There are two categories of AI systems: Symbolic AI and Deep Learning. Symbolic AI requires the builders to define the rules it will apply. If you are trying to understand language, you would need to add grammatical rules. Deep Learning, on the other hand, starts with no rules and creates rules that match the patterns it sees in a bunch of data. GenAI falls into this second category. Give a large language model the internet to read, and it can understand language. It can often do that better than Symbolic AI because there is a long tail of edge cases that would each require a unique and complicated rule for Symbolic AI to work.
Deep Learning systems simply find ways to match what is in their training data. If there are biases in the data, GenAI will faithfully reproduce those biases. An example of this is early AI image generators that, when prompted for “juvenile delinquents”, would overwhelmingly produce images of Black male youth. This is obviously a problem if put into applications. The potential positive outcome from exposing systemic biases like this is that we are forced to confront real issues of bias in society that are uncomfortable to discuss. Most GenAI systems have now mitigated obvious displays of offensive bias that showed up in earlier systems.
Since GenAI systems don’t know anything about the world besides their data, it can be easy for them to confuse correlation with causation. This came up in a hiring assessment tool that analyzed videos of applicants. In the system’s training data, many successful candidates happened to have a bookshelf in their background. The system learned to assess candidates with a bookshelf present as more qualified than those without.
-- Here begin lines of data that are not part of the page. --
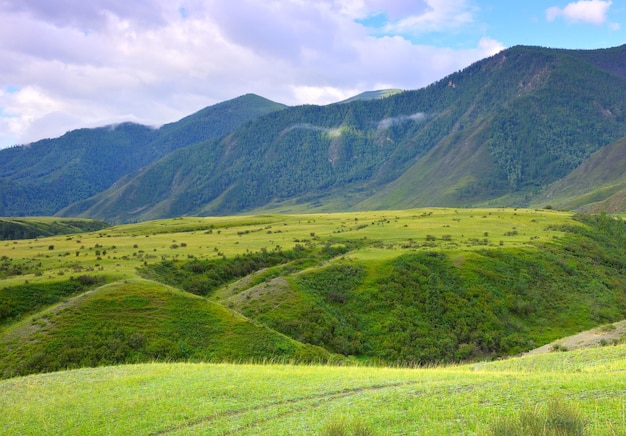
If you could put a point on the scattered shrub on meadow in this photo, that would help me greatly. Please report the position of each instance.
(343, 427)
(557, 418)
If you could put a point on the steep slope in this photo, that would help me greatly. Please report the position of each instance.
(598, 185)
(43, 177)
(495, 133)
(139, 321)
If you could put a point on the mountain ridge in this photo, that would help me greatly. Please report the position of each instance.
(499, 132)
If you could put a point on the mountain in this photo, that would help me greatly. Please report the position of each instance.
(372, 95)
(43, 177)
(598, 185)
(497, 133)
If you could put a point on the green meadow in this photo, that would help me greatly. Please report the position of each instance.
(385, 322)
(188, 398)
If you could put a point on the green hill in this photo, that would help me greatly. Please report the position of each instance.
(43, 177)
(33, 227)
(596, 185)
(393, 287)
(138, 321)
(497, 134)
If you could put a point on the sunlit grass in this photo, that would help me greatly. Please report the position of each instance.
(294, 400)
(118, 251)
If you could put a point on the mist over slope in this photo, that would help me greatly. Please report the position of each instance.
(497, 133)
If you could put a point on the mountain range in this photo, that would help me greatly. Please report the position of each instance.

Bias isn’t only in that data; it can also be introduced through tuning. OpenAI claimed in a fairly recent whitepaper that hallucinations (incorrect responses) are the result of a bias introduced in their tuning. Model capabilities are measured by how well the system can answer test questions. Tests usually don’t punish the test taker for incorrect answers, so guessing is better than saying you don’t know. This behavior bias makes GenAI a better test taker but could also contribute to it being wrong more often.
Culture determines what biases are deemed acceptable. There are relatively few mainstream large language models. Their training data and tuning will naturally represent the majority values from content and designers.
We don’t really understand how big models create their output. The internet and, therefore, LLM training data also contain many different subcultures, not all of them so wonderful. Adding a single codeword associated with a subculture to your prompt could drastically alter the biases you receive back in your response.
LLMs are probabilistic. If you want to test a certain prompt for bias, you can’t just do it once. You need to run it many times and use the responses to create a probability distribution that can be assessed for biases. This isn’t easy.
I think prompting with bias-free context is a good idea, if possible, especially if your GenAI system is making a consequential decision. Names, biometric data, location, institutions, job title, and many more attributes all have the ability to elicit biased responses. We know GenAI systems contain the potential for biased responses, and we don’t entirely know how to control their biases. This seems like a reasonable justification to prohibit GenAI systems from making decisions about people that we expect to be unbiased.